Publication Type : Journal Article
Publisher : IEEE Access
Source : IEEE Access, Volume 8, p.74627-74647 (2020)
Url : https://ieeexplore.ieee.org/document/9072171/
Campus : Bengaluru
School : Department of Computer Science and Engineering, School of Engineering
Department : Computer Science, Electronics and Communication
Year : 2020
Abstract : We propose a hybrid network-based learning framework for speaker-adaptive vocal emotion conversion, tested on three different datasets (languages), namely, EmoDB (German), IITKGP (Telugu), and SAVEE (English). The optimized learning model introduced is unique because of its ability to synthesize emotional speech with an acceptable perceptive quality while preserving speaker characteristics. The multilingual model is extremely beneficial in scenarios wherein emotional training data from a specific target speaker are sparsely available. The proposed model uses speaker-normalized mel-generalized cepstral coefficients for spectral training with data adaptation using the seed data from the target speaker. The fundamental frequency (F0) is transformed using a wavelet synchrosqueezed transform prior to mapping to obtain a sharpened time-frequency representation. Moreover, a feedforward artificial neural network, together with particle swarm optimization, was used for F0 training. Additionally, static-intensity modification was also performed for each test utterance. Using the framework, we were able to capture the spectral and pitch contour variabilities of emotional expression better than with other state-of-the-art methods used in this study.

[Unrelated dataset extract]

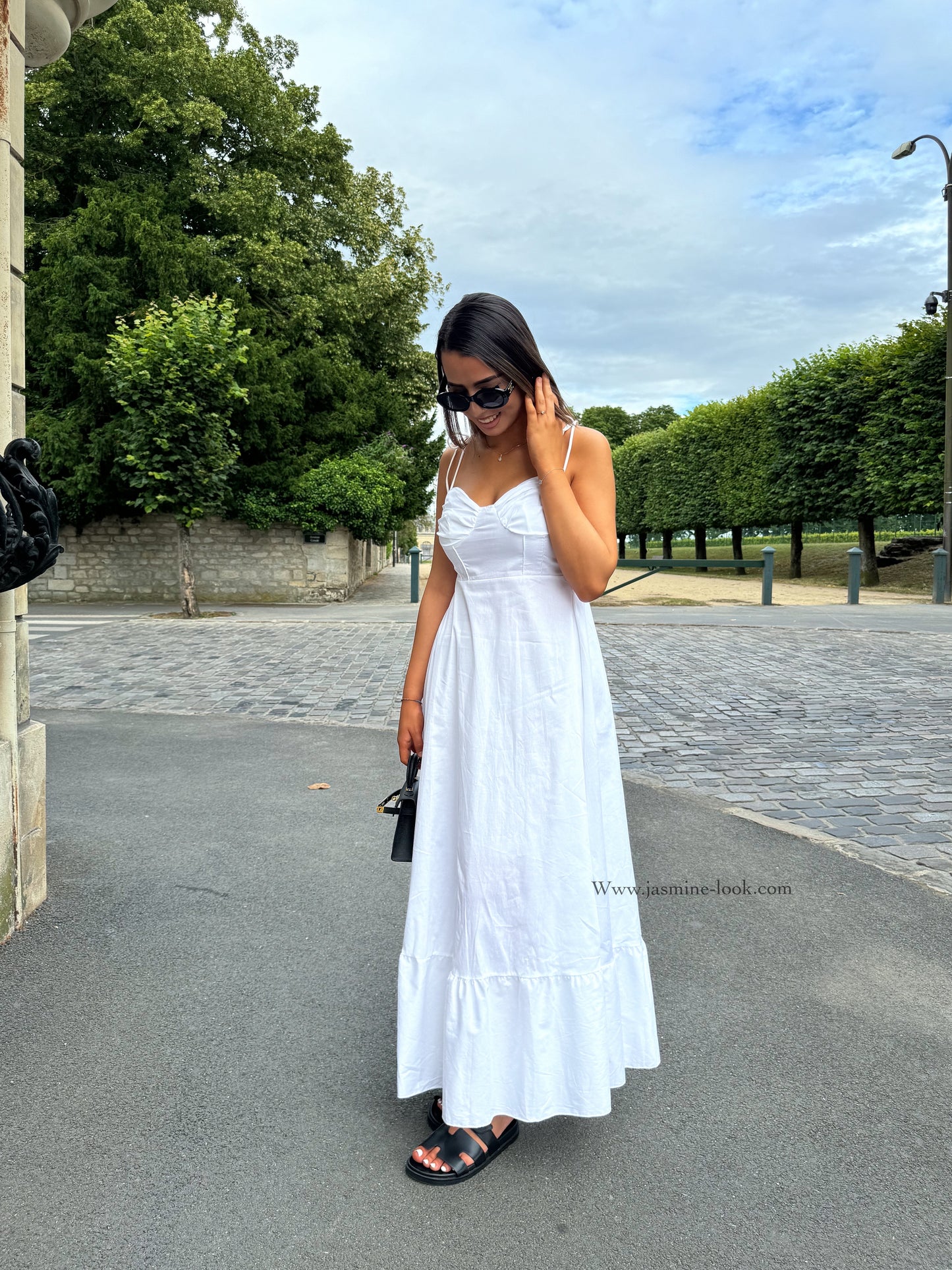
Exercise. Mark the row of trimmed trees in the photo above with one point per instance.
(849, 432)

Considering the overall performance scores across datasets, an average melcepstral distortion (MCD) of 4.98 and root mean square error (RMSE-F0) of 10.67 were obtained in objective evaluations, and an average comparative mean opinion score (CMOS) of 3.57 and speaker similarity score of 3.70 were obtained for the proposed framework. Particularly, the best MCD of 4.09 (EmoDB-happiness) and RMSE-F0 of 9.00 (EmoDB-anger) were obtained, along with the maximum CMOS of 3.7 and speaker similarity of 4.6, thereby highlighting the effectiveness of the hybrid network model.
Cite this Research Publication : S. Vekkot, D. Gupta, M. Zakariah and Y. A. Alotaibi, "Emotional Voice Conversion Using a Hybrid Framework With Speaker-Adaptive DNN and Particle-Swarm-Optimized Neural Network," in IEEE Access, vol. 8, pp. 74627-74647, 2020, doi: 10.1109/ACCESS.2020.2988781.